System.Timers.Timer does not change "cookie" when it is disposed because the underlying System.Threading.Timer will not invoke its TimerCallback after it has been disposed. At first glance this appears correct, but this is actually a race condition bug because there is a possibility of System.Timers.Timer.Elapsed being invoked while another thread is executing System.Timers.Timer.Close. If SynchronizingObject is non-null, MyTimerCallback may queue the callback to the thread executing Dispose, resulting in a situation where an event (Elapsed) is fired after the object has been disposed.

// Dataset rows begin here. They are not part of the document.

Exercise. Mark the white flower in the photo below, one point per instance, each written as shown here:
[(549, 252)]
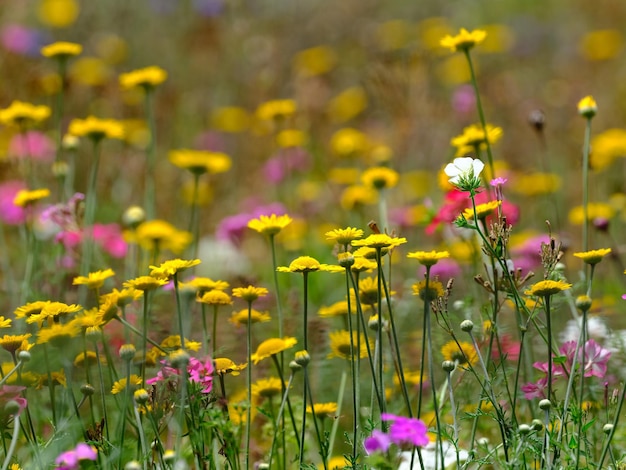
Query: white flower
[(464, 168)]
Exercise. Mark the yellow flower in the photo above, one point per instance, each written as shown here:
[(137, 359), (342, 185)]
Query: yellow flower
[(24, 197), (323, 410), (269, 224), (344, 236), (58, 333), (148, 77), (12, 343), (340, 344), (547, 288), (380, 240), (215, 297), (240, 318), (482, 210), (595, 210), (461, 353), (120, 385), (23, 114), (435, 289), (250, 293), (593, 256), (267, 388), (463, 41), (380, 177), (315, 61), (587, 107), (203, 285), (161, 235), (61, 49), (273, 346), (199, 162), (356, 195), (348, 142), (428, 258), (276, 109), (94, 280), (168, 269), (144, 283), (473, 137), (307, 264), (96, 129), (223, 365), (335, 310), (173, 342)]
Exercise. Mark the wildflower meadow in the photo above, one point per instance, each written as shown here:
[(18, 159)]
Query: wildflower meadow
[(312, 235)]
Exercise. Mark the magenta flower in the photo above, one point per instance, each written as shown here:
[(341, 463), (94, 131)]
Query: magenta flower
[(70, 460)]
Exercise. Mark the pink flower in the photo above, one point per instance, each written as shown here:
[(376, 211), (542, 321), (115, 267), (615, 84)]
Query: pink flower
[(70, 460), (33, 144), (11, 214)]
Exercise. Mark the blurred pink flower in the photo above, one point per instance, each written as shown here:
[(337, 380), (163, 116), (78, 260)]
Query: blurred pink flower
[(33, 144), (11, 214)]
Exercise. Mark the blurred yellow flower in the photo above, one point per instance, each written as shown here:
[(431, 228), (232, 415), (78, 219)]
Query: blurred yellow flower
[(231, 119), (347, 104), (315, 61), (61, 49), (96, 129), (25, 198), (94, 280), (240, 318), (380, 177), (58, 13), (461, 353), (587, 107), (271, 347), (593, 256), (23, 114), (348, 142), (90, 71), (595, 210), (148, 77), (199, 162), (602, 44), (464, 40), (606, 147)]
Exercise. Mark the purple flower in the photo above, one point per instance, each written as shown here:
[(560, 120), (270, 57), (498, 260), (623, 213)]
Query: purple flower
[(377, 442), (70, 460), (596, 359)]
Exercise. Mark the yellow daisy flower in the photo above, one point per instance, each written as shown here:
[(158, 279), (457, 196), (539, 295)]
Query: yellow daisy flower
[(94, 280), (428, 258), (223, 365), (270, 224), (96, 129), (240, 318), (61, 49), (547, 288), (273, 346), (463, 41), (199, 162), (22, 114), (168, 269), (593, 256), (24, 197), (148, 77)]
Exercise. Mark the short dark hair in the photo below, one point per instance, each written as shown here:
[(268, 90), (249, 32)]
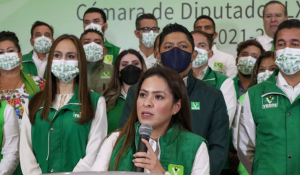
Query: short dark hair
[(96, 10), (144, 16), (251, 42), (275, 2), (91, 31), (40, 23), (208, 37), (288, 24), (205, 17), (170, 28), (10, 36)]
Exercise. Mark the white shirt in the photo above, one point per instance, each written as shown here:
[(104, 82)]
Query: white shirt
[(247, 129), (40, 64), (229, 94), (150, 60), (200, 165), (10, 143), (226, 60), (265, 41), (97, 133)]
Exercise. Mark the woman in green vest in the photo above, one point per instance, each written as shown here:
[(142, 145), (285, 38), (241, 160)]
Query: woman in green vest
[(9, 139), (65, 123), (128, 68), (15, 85), (161, 100)]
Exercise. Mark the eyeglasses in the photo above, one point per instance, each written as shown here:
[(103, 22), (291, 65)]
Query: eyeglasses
[(148, 29)]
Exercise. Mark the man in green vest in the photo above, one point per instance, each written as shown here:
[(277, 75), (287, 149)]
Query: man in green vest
[(208, 109), (35, 62), (269, 141), (95, 18)]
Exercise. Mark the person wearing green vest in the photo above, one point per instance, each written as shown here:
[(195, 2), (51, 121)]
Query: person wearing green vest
[(161, 101), (9, 139), (127, 70), (35, 62), (208, 109), (203, 45), (95, 18), (65, 124), (247, 53), (269, 122), (99, 73)]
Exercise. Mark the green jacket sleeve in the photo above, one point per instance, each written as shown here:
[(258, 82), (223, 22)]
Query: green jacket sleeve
[(218, 137)]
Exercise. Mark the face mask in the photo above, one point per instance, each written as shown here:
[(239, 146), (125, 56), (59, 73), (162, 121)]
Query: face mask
[(65, 70), (288, 60), (93, 52), (176, 59), (263, 76), (9, 61), (149, 38), (201, 59), (130, 74), (42, 44), (94, 27), (246, 64)]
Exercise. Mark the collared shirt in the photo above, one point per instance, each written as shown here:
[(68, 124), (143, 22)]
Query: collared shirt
[(223, 63), (150, 60), (247, 128), (265, 41), (40, 64), (200, 165)]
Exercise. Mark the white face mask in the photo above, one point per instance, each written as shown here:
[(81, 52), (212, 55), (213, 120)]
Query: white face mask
[(263, 76), (246, 64), (65, 70), (288, 60), (149, 38), (94, 27), (93, 52), (42, 44), (9, 61), (201, 59)]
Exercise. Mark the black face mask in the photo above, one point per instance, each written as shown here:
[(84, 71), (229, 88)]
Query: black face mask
[(130, 74)]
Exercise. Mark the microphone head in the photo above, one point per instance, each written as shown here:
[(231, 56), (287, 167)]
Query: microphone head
[(145, 129)]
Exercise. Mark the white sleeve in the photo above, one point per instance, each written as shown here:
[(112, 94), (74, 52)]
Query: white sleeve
[(104, 154), (235, 124), (201, 162), (229, 93), (28, 161), (10, 143), (97, 133), (246, 135), (231, 69)]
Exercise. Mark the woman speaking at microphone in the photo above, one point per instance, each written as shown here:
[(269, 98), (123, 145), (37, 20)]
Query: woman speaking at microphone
[(161, 100)]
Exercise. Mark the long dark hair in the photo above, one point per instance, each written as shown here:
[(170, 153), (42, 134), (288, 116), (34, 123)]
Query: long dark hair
[(113, 89), (48, 94), (179, 92)]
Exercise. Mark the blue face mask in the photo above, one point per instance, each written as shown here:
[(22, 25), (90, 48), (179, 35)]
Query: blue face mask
[(176, 59)]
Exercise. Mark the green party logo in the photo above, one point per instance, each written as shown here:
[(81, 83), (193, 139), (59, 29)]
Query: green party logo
[(270, 101), (195, 105)]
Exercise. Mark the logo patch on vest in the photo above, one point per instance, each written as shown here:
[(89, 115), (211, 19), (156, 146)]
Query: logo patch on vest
[(270, 101), (195, 105), (108, 59), (175, 169)]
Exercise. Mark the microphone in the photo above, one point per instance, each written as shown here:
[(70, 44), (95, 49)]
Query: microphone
[(145, 131)]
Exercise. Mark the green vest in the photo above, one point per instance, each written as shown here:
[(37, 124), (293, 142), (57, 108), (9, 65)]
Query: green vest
[(59, 145), (114, 115), (177, 146), (112, 53), (214, 78), (277, 123)]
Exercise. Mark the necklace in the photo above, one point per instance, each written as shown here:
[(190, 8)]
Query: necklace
[(10, 93)]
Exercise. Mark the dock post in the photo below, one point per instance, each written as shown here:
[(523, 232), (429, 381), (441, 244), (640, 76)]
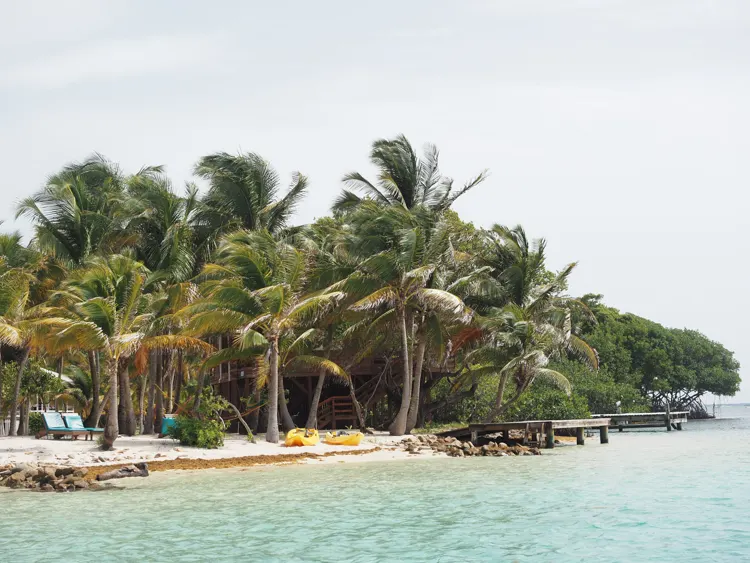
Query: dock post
[(604, 435), (549, 435)]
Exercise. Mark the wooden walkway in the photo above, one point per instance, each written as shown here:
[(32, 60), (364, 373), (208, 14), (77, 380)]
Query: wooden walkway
[(632, 420), (540, 431)]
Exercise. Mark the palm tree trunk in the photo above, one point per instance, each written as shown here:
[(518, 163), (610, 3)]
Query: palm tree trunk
[(357, 406), (180, 377), (96, 406), (498, 410), (254, 416), (411, 419), (111, 428), (272, 431), (23, 421), (126, 400), (159, 402), (199, 390), (398, 426), (148, 426), (286, 419), (312, 417), (2, 379), (17, 390)]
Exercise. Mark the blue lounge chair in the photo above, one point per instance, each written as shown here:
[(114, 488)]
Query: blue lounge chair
[(54, 426), (74, 422)]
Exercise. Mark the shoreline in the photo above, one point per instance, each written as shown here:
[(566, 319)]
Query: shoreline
[(164, 454)]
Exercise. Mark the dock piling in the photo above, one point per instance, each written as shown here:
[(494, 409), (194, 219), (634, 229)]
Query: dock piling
[(604, 435), (580, 436), (549, 432)]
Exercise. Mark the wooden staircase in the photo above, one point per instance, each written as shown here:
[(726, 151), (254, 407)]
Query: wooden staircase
[(335, 411)]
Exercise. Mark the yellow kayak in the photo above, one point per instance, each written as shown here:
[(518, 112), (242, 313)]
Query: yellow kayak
[(302, 437), (343, 439)]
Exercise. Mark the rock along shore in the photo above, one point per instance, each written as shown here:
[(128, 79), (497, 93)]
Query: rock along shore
[(454, 447)]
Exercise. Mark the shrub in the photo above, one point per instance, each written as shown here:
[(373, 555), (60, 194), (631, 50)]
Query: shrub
[(204, 428), (35, 423), (545, 403)]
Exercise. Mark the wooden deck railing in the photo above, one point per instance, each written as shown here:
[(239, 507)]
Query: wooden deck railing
[(336, 410)]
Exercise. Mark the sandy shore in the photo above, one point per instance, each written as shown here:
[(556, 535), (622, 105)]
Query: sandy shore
[(165, 454)]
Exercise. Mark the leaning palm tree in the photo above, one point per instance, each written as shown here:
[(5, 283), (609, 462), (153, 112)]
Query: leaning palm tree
[(22, 325), (256, 290), (394, 282), (75, 213), (530, 321), (244, 194), (162, 222), (403, 179)]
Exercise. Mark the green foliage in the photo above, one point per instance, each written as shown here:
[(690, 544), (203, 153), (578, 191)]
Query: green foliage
[(659, 361), (40, 382), (600, 390), (544, 403), (35, 423), (7, 381), (189, 431), (203, 428)]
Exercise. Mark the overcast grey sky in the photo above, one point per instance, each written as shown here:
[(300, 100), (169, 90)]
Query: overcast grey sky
[(618, 130)]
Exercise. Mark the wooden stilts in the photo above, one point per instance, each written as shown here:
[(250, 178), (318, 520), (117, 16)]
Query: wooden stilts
[(580, 439), (550, 435), (603, 435)]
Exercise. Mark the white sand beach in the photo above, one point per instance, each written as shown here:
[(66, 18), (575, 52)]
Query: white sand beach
[(135, 449)]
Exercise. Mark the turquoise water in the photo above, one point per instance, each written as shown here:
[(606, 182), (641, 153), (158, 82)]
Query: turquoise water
[(647, 496)]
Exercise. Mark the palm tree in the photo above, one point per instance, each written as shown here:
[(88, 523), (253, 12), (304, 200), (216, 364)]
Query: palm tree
[(394, 280), (530, 321), (75, 213), (256, 289), (109, 311), (244, 194), (163, 223), (21, 325), (403, 179)]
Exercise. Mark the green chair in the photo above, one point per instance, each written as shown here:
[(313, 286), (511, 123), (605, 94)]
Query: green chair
[(74, 422), (54, 426)]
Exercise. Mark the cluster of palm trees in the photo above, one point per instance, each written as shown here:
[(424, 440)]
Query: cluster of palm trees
[(146, 290)]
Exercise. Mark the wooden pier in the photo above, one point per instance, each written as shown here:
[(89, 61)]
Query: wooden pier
[(632, 420), (540, 431)]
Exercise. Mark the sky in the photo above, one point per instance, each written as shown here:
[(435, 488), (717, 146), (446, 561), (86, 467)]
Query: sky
[(617, 130)]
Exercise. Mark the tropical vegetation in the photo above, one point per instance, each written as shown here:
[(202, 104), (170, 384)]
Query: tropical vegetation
[(133, 293)]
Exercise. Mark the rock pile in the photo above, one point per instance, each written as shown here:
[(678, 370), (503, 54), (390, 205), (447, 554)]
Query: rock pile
[(456, 448), (46, 478)]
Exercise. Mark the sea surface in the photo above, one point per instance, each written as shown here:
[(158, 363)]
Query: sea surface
[(646, 496)]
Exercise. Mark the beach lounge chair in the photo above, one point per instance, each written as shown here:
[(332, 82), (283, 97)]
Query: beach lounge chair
[(54, 425), (74, 422)]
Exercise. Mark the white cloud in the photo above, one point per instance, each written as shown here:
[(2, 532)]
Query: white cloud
[(114, 59)]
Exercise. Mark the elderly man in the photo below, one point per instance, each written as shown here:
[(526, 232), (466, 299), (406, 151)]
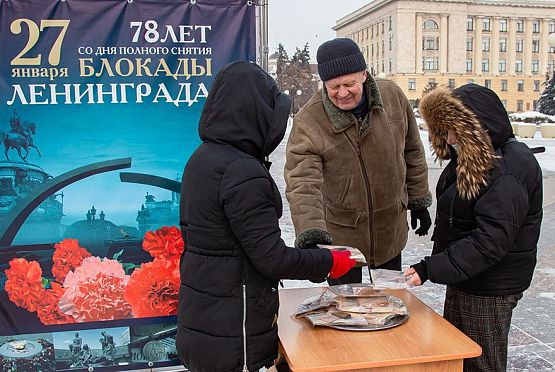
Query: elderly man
[(355, 163)]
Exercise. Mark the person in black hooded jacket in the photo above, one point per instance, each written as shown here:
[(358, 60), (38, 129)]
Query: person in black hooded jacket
[(230, 206), (489, 212)]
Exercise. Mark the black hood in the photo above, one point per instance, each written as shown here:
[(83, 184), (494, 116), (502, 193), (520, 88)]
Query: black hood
[(489, 110), (245, 109)]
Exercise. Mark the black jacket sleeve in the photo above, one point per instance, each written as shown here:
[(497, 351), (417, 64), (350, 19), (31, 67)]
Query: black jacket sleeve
[(248, 196), (500, 212)]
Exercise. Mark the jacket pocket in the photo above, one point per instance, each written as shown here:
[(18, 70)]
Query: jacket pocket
[(342, 217), (344, 190)]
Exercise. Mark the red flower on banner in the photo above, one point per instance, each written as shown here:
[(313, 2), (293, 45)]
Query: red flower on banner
[(153, 289), (68, 256), (24, 285), (165, 243), (49, 311), (94, 291)]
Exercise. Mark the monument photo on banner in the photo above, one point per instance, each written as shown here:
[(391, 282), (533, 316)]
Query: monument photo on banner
[(99, 107)]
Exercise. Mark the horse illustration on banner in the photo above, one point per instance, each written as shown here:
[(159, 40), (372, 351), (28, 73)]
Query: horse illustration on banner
[(20, 137)]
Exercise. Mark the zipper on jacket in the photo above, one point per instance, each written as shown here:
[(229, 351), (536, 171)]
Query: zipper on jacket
[(245, 369), (452, 210), (368, 192)]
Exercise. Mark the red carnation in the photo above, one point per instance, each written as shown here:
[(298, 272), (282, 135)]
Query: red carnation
[(24, 284), (68, 256), (153, 289), (165, 243)]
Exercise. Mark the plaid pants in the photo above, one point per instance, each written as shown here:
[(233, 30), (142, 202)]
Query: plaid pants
[(487, 321)]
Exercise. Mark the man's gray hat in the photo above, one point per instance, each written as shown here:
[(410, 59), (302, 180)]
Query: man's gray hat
[(339, 57)]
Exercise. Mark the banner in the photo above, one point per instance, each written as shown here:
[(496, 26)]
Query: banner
[(99, 107)]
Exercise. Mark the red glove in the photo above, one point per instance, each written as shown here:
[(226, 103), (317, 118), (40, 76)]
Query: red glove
[(342, 263)]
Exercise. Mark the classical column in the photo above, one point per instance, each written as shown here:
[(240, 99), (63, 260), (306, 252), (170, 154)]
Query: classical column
[(544, 46), (418, 45), (527, 50), (494, 47), (443, 43), (511, 45), (477, 46)]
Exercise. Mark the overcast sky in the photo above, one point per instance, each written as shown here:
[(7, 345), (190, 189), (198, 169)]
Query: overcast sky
[(296, 22)]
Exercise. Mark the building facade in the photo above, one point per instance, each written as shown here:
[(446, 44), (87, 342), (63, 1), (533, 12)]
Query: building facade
[(501, 44)]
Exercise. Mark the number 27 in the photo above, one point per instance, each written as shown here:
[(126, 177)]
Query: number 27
[(34, 33)]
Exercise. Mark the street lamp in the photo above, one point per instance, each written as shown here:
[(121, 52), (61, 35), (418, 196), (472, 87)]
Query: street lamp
[(551, 42), (299, 92)]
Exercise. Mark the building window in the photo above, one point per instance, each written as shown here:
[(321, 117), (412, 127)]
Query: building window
[(429, 43), (486, 24), (431, 63), (469, 44), (503, 45), (469, 24), (535, 46), (485, 44), (430, 24), (535, 66), (519, 46), (502, 65), (503, 25), (518, 65)]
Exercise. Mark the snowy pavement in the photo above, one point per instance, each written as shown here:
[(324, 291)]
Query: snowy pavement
[(532, 337)]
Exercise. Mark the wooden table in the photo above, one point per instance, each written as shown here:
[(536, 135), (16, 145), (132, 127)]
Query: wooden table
[(425, 342)]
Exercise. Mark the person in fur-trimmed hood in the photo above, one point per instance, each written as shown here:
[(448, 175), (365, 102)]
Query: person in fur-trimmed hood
[(489, 212), (355, 163)]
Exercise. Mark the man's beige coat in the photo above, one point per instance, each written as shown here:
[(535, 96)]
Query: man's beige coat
[(355, 179)]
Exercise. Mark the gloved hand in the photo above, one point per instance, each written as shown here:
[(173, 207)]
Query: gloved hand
[(311, 237), (423, 216), (342, 263)]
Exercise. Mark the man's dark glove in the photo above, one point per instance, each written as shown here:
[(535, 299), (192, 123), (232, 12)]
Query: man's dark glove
[(422, 270), (423, 216), (310, 237)]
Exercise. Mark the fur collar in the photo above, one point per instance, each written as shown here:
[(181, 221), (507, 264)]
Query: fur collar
[(475, 157), (340, 119)]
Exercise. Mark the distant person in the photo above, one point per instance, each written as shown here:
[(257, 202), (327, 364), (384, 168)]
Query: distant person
[(75, 348), (355, 163), (489, 212), (230, 207)]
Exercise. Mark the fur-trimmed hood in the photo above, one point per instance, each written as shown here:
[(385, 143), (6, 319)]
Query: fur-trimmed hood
[(481, 125)]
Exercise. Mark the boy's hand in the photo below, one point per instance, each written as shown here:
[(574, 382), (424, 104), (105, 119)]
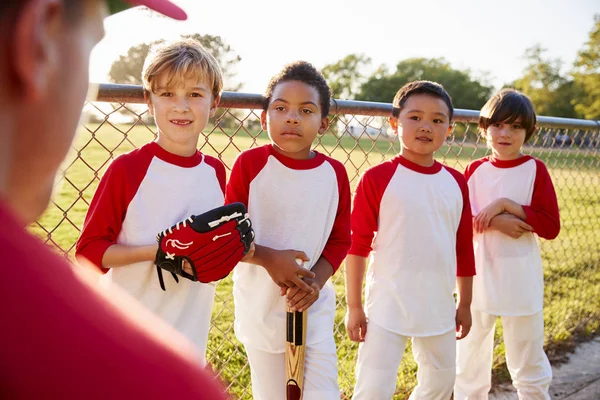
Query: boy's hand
[(510, 225), (463, 322), (188, 268), (300, 300), (356, 324), (285, 271), (481, 222), (250, 253)]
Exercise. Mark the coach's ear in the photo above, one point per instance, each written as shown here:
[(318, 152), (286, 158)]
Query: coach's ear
[(263, 120), (36, 46)]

Reusable CallbackContext Type

One of the new classes in version 1.2 of the Nito Async library is a reusable CallbackContext type. This class encapsulates all the semantics necessary, and introduces a few new terms:

  • A delegate may be bound to a CallbackContext. Binding a delegate results in a new delegate (the bound delegate) - which wraps the original delegate.
  • Every bound delegate is either valid or invalid. When a valid delegate executes, it will execute its wrapped delegate; when an invalid delegate executes, it will do nothing.

Delegates are bound to the CallbackContext by calling CallbackContext.Bind; delegates are valid when they are bound. A CallbackContext will invalidate all of its bound delegates when CallbackContext.Reset is called.

To use CallbackContext from an asynchronous component, bind each delegate that needs to check the context. Then call CallbackContext.Reset when the operation is cancelled. CallbackContext also derives from IDisposable and implements Dispose (as a synonym for Reset) to remind users to call CallbackContext.Dispose when the asynchronous component is disposed.

The only other note regarding CallbackContext is that the delegates should be synchronized (using SynchronizingObject or SynchronizationContext) before the bound delegate is invoked. We are considering adding overloads to CallbackContext to allow for synchronization and binding in a single step, ensuring the correct order; if they are added, they will be included in Nito.Async version 1.3.